Nathalia Tetzner
Obra do Cinema indiano, Pedro conta a história de um homem de casta inferior que se vê perdido ao acidentalmente matar uma vaca, símbolo sagrado da sua cultura. O ato somente ocorre porque o protagonista tenta incessavelmente encontrar o responsável pelo assassinato de seu cachorro e fiel escudeiro, em uma das tragédias envolvendo animais mais tristes desde a cadela Baleia de Graciliano Ramos. Estreia do diretor Natesh Hegde frente a longa-metragens, a obra foi exibida no festival IndieLisboa e, agora, participa da seção Perspectiva Internacional na 46ª Mostra Internacional de Cinema em São Paulo.
A origem do título do filme – e do nome de seu personagem principal – é grega e admite como significado os termos “pedra” e “rochedo”. De certa forma, o roteiro, também de Hegde, converge para a dureza com um retrato bruto da vida nos vilarejos da Índia. Se Pedro é um dos chamamentos mais disseminados da história do mundo, o criador enxerga a oportunidade de tratar do universal a partir de um recorte local, que se reflete como um microcosmo. Em comparação a O Estranho Caso de Jacky Caillou, outra película que compõe a 46ª Mostra, aqui a beleza do comum consegue ser registrada.
Em meio às cenas que parecem nunca acabar, a produção do cineasta Rishab Shetty comete o erro de se alongar o bastante para desintegrar o raciocínio do público. Mesmo com poucos diálogos, é nítido que a proposta não mira no contemplativo e, por isso, a trama de Pedro seria melhor absorvida com alguns minutos a menos. Até porque os próprios atores são amadores: Gopal Hegde é pai do diretor e o guia atordoante dos acontecimentos na pele do protagonista, uma grata surpresa e a escolha certa para viver tais cenários. Em adição a entrega do elenco, o jogo de câmeras e a fotografia de Vikas Urs são peças fundamentais para a ilustração.

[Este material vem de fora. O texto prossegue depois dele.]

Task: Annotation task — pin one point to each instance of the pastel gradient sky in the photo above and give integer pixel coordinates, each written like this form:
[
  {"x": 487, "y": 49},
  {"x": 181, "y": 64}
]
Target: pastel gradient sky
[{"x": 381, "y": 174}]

“Meu cachorro de ouro morreu”. Com a relação entre homem e animal em mente, o filme remete à problemática da Literatura de Graciliano Ramos em Vidas Secas, afinal, quanto vale a vida de um homem? Na pequena comunidade que cerca a fazenda onde o povoado trabalha, certamente menos que a figura divina de uma vaca; Pedro é obrigado a se afastar de tudo e de todos após atingir o animal com um tiro enquanto embriagado. Assim como na prosa do escritor brasileiro, em momentos o personagem é animalizado, permitindo, em contrapartida, a humanização da natureza indomável.

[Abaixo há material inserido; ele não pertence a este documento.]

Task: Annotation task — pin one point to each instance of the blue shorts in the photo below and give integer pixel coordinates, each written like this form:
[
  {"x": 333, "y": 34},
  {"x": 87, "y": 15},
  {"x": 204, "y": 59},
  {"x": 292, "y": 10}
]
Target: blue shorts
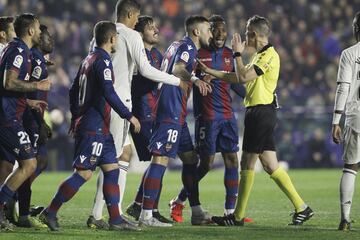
[
  {"x": 141, "y": 140},
  {"x": 169, "y": 139},
  {"x": 15, "y": 144},
  {"x": 33, "y": 133},
  {"x": 93, "y": 150},
  {"x": 216, "y": 136}
]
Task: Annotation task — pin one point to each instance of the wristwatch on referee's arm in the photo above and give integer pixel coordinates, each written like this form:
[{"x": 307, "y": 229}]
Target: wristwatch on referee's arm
[{"x": 236, "y": 54}]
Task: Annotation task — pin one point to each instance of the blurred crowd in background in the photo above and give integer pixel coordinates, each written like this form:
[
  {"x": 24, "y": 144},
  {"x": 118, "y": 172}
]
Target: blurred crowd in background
[{"x": 309, "y": 36}]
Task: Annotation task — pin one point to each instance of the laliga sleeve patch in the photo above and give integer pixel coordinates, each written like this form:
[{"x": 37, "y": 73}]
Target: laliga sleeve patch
[
  {"x": 18, "y": 61},
  {"x": 185, "y": 56},
  {"x": 37, "y": 72},
  {"x": 107, "y": 74}
]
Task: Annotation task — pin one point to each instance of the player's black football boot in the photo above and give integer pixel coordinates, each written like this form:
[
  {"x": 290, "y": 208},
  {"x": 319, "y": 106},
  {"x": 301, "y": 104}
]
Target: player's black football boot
[{"x": 301, "y": 217}]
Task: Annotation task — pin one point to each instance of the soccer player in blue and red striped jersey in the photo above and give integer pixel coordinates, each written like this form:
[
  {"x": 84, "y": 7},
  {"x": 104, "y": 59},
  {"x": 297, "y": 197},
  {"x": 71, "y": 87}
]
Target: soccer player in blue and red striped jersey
[
  {"x": 144, "y": 97},
  {"x": 15, "y": 144},
  {"x": 92, "y": 96},
  {"x": 35, "y": 125},
  {"x": 216, "y": 126},
  {"x": 170, "y": 135}
]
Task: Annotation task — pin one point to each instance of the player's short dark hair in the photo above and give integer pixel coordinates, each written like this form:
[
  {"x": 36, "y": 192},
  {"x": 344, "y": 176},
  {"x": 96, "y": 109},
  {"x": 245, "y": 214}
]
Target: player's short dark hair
[
  {"x": 143, "y": 21},
  {"x": 125, "y": 6},
  {"x": 43, "y": 28},
  {"x": 5, "y": 23},
  {"x": 23, "y": 22},
  {"x": 192, "y": 21},
  {"x": 216, "y": 19},
  {"x": 103, "y": 31},
  {"x": 261, "y": 25}
]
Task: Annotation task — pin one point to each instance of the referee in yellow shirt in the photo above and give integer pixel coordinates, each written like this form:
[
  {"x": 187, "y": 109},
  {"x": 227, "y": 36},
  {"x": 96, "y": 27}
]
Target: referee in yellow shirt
[{"x": 260, "y": 77}]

Fazendo jus ao microcosmo particular de sua ambientação, o núcleo familiar de Pedro marca grande parte dos conflitos do enredo. Com a forte camada de casos amorosos clandestinos entre castas, a montagem de Natesh Hegde e Paresh Kamdar ganha a dramaticidade necessária para conduzir os eventos, em especial, as ótimas sequências iniciais. No entanto, o ápice é alcançado com a abordagem única da religiosidade, sem estereótipos ou sensibilidade excessiva, fato que a faz transbordar pela narrativa ao atingir o pico de autenticidade e ritmo no terceiro ato.

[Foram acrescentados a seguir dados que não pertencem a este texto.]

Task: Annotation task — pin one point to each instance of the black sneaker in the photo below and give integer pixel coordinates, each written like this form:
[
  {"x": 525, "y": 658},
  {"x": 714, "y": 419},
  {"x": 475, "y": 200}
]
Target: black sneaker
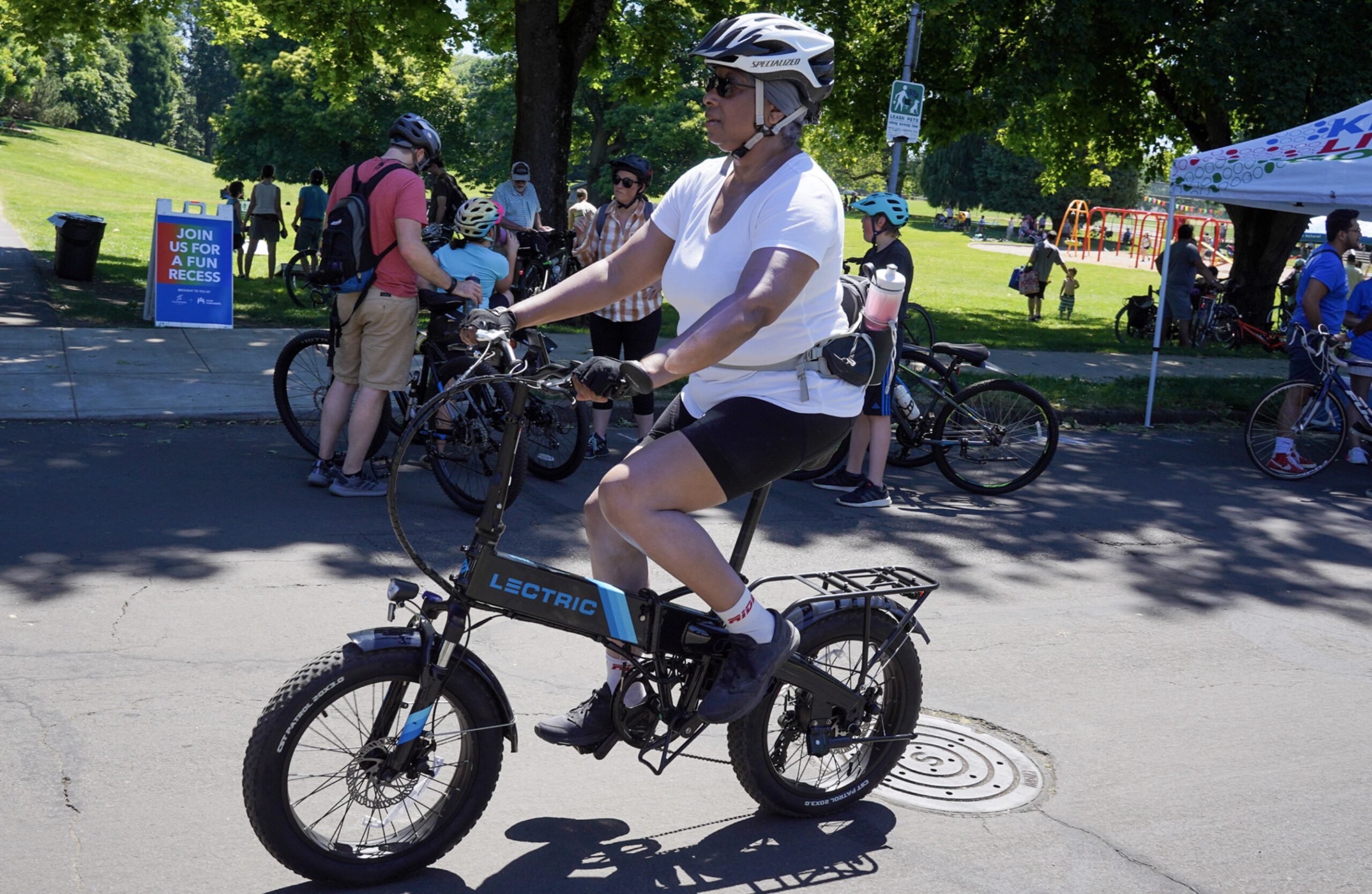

Pedro captura a vivência de um vilarejo tradicional indiano, mas, ao mesmo tempo, diz muito sobre o planeta Terra como um todo. Desde os costumes sagrados, passando pela desigualdade social até o uso da violência em nome de algo maior, a obra consegue se adaptar a diferentes realidades com o retrato bruto da vida, no qual repousa a sua beleza. Através do olhar carregado de um homem simples, a direção de Hegde faz a presença de um protagonista como Pedro na seção Perspectiva Internacional da 46ª Mostra Internacional de Cinema em São Paulo ser vital.